3. Die ersten Tage werden hart, ist so. Es dauert einfach, bis sich der Körper und das Mental auf das tägliche Gehen eingestellt haben. Aber danach musst Du ständig Deine Füsse bremsen, damit sie Dich nicht schon um 5 Uhr in der Früh aus dem Schlafsack zerren. Echt wahr.
4. Gut am planlosen Gehen ist, dass man das Ganze ohne Druck angehen kann. Du gehst dann einfach soweit, wie Dich die Füsse tragen. Das schlechte daran ist, dass es dann vielleicht dort, wo Du beschliesst, dass es jetzt genug ist, keine Herberge (soweit ich kann man nicht reservieren) oder sonstige Übernachtungsmöglichkeit gibt. In den meisten Fällen wird man den fehlenden Kilometer auch noch durchstehen, aber es gibt Strecken, da liegen die Herbergen 10 km auseinander.
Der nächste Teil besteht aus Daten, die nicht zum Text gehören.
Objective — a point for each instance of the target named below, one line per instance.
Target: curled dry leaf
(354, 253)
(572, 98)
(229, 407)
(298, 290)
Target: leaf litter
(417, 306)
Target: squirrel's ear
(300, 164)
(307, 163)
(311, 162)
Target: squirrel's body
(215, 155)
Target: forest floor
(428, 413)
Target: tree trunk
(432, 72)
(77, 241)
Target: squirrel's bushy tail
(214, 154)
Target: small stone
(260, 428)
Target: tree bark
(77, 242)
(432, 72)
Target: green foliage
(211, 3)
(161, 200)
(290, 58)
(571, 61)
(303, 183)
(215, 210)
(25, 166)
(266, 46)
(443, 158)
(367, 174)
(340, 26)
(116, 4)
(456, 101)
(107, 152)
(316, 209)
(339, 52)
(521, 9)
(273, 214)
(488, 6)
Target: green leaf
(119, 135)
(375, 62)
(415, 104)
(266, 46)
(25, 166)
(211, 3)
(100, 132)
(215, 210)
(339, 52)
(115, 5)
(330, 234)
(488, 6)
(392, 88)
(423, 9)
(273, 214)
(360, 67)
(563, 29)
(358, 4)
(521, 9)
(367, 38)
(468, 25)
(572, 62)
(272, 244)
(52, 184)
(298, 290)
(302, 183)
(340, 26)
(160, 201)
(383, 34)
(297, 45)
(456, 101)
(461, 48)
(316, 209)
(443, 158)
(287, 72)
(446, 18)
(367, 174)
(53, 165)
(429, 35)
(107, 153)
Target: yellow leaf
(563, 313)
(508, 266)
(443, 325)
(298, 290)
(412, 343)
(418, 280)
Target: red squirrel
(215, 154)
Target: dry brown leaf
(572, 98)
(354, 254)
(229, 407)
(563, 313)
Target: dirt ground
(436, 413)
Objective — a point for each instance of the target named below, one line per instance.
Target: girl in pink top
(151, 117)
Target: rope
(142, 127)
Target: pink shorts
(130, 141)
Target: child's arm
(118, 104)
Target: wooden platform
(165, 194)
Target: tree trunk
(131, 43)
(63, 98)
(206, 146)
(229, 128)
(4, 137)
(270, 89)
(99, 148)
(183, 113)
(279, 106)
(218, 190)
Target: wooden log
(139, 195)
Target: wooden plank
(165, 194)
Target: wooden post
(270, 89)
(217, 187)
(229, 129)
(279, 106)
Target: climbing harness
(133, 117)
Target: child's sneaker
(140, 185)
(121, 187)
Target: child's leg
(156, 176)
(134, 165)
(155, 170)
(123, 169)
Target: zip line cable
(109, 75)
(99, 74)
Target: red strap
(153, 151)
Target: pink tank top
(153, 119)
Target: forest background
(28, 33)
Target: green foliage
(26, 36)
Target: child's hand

Ich hatte zwei Führer mit, dieser ist ok, weil relativ kompakt.
5. Beim Gehen wirst Du keine Sorge haben wegen Unterkühlung, aber wenn Du irgendwo Rast machst oder den Abend auf die Gasse willst, wirst Du den Nordspanischen Wind einrechnen müssen. Ein winddichter Faserpelz (kennt man das in DE, das Wort meine ich) ist eine gute Investition und auch nicht schwer. Eine Mütze ist auch nicht falsch.
6. Was brauchst Du resp. was habe ich gebraucht? Eine Hose, die schnell trocknet (ja, richtig gelesen, nur eine), zwei Shirts, zwei UHos, ein paar Wandersocken, ein paar normale. Daneben Faserpelz, Poncho, Wanderschuhe, Mütze. Ich hatte noch Treckingsandalen dabei und zeitweise damit gelaufen (auch im Oktober).
7. Um mal ganz abzuschalten und in den Pilger-"Flow" zu geraten, würde ich empfehlen, keine Elektronik mitzunehmen: keine Handy (es hat immer wieder öffentliche Telefone), kein MP3-Player (warum immer authentische Reize aussperren?), kein Fotoapparat. Letzteres fiel mir auch etwas schwer, weil ich jetzt keine "Erinnerungen" habe, aber es hat mich vom Druck befreit, ständig das "wichtige" knipsen zu müssen und nur noch in potentiellen Motiven zu sehen.
8. Ein Stock fand ich ganz nützlich, man kann damit Bären und Wölfe abwehren, gebrochene Unterschenkel schienen und kann am Abend die Zeit mit Schnitzen totschlagen. Aber nicht mitnehmen, sondern vor Ort in einem Wäldchen einen geeigneten Strauch verstümmeln.

Anonym hat gesagt…

Auch von mir Buen Camino, liebe Bine!
ich war zwar schonmal in Santiago d.C., aber wir kamen damals per Bus von Portugal rauf...

ich selbst lass ja nur noch meinen geist wandern, alles weitere hab ich mir spätenstens nach meinen abschied vom militär abgewöhnt.

übrigens, nach dem vorigen blog dachte ich, dass von 'klein und schwach' nur noch 'und schwach' übrig ist?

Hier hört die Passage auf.